In a message sent on March 9, 2022, Parsons said, in relation to Argo’s “concerns” about affordable housing, that the developer had created a written commitment.
“ArgoTFP has provided a Letter of Undertaking (see attached) to confirm that they are committed to satisfying Council regarding Housing Affordability,” he wrote.
The approach is one Parsons described in another email to the city’s head of building barely an hour later, as “not bulletproof.” Another city staffer, Steven Ross — currently deputy city solicitor, according to Brampton’s staff directory — told his colleagues in an email that the letter was “not a great option but at least it is something.”
The letter itself was sparse in details. It said the developer had made a “commitment to an affordable housing solution through the subsequent approval process.”
“More specifically, the principles of the affordable housing solution will be presented to Planning Committee and Council as part of the recommendation report for the associated draft plan application later this year.”
A Brampton spokesperson told Global News that a minimum of 76 affordable units would be included in the project — roughly eight per cent of the total development. The city said it “may be able” to increase that number to 130 affordable units.
It is also unclear how much political will there was around the council table to mandate affordable units from Argo.
In an earlier email — dated Nov. 24, 2021 — Parsons said local area representative Coun. Palleschi was “not comfortable” including a specific demand for a set number of affordable bedrooms across the development.
The email included a draft line for a council motion that would have ordered Argo to promise, “15 per cent of all units in the development will be affordable ownership housing units.”

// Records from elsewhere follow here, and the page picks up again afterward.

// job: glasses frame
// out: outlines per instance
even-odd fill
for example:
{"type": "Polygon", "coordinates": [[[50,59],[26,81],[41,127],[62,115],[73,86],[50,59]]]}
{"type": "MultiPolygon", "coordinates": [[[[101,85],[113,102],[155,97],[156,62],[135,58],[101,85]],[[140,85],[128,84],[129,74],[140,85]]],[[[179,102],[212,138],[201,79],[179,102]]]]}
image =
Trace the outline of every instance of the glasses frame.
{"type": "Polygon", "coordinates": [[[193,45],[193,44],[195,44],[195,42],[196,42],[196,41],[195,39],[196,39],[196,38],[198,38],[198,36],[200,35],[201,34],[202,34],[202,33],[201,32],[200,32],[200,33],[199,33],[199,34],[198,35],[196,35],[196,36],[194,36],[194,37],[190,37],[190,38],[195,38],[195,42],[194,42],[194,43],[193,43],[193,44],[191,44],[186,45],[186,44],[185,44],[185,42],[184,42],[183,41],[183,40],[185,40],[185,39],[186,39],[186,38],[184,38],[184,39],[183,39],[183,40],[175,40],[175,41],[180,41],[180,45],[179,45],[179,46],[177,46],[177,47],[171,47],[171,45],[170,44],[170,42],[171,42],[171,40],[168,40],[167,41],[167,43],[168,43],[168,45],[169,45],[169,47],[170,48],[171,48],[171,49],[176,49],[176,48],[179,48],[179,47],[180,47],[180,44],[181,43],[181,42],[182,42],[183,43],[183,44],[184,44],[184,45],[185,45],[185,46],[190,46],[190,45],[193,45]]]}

Coun. Palleschi told Global News his work had delivered affordable housing in the project.
“There is no legislative requirement for affordable homes to be delivered through developments,” he said in an email. “Regardless of this, in an effort to ensure affordable housing units would be part of the development, I moved away from a specific identified number of units to a percentage in the motion I put forward on November 24th, 2021.”
The use of an MZO to push through the development instead of the traditional planning process meant the complicated conversations about affordable housing took place behind closed doors. Councillors, staff and the developer spoke in private instead of at a public meeting, where residents or housing advocates could quiz them.
The documents even suggest the city decided against mandating affordable housing within the Argo development after provincial staffers confirmed it was an option.
In February 2022, planning staff in Brampton were told the MZO could include caveats that would compel the developer to build affordable housing units. “Attaching the Ministry email confirming that an MZO can include aff(ordable) housing asks,” one planning staffer wrote.
A provincial representative told Brampton in another email its affordable housing request was not workable because it was not specific. They said the city would need to ask Argo for a specific number of units to include the demand in any zoning order issued by the housing minister.
A spokesperson for Brampton said that provincial staff “had informed City staff that it was not technically appropriate to include references to the delivery of affordable housing units in the MZO.”
After Global News cited specific emails showing provincial staff had said that affordable housing could be mandated through the MZO, a spokesperson admitted that provincial “staff advised the number of affordable housing units in the MZO could be included, (but) more general references to requirements for affordable housing could not.”
In March 2022, as the MZO headed toward its final stages, Brampton told its provincial counterparts that it was “satisfied that no content regarding Inclusionary Zoning / Housing Affordability” needed to be contained in the wording of the MZO.
The decree from Queen’s Park that Argo sought, and Brampton blessed, was granted on March 4, 2022. It did not include any language that would compel the developer to provide affordable housing.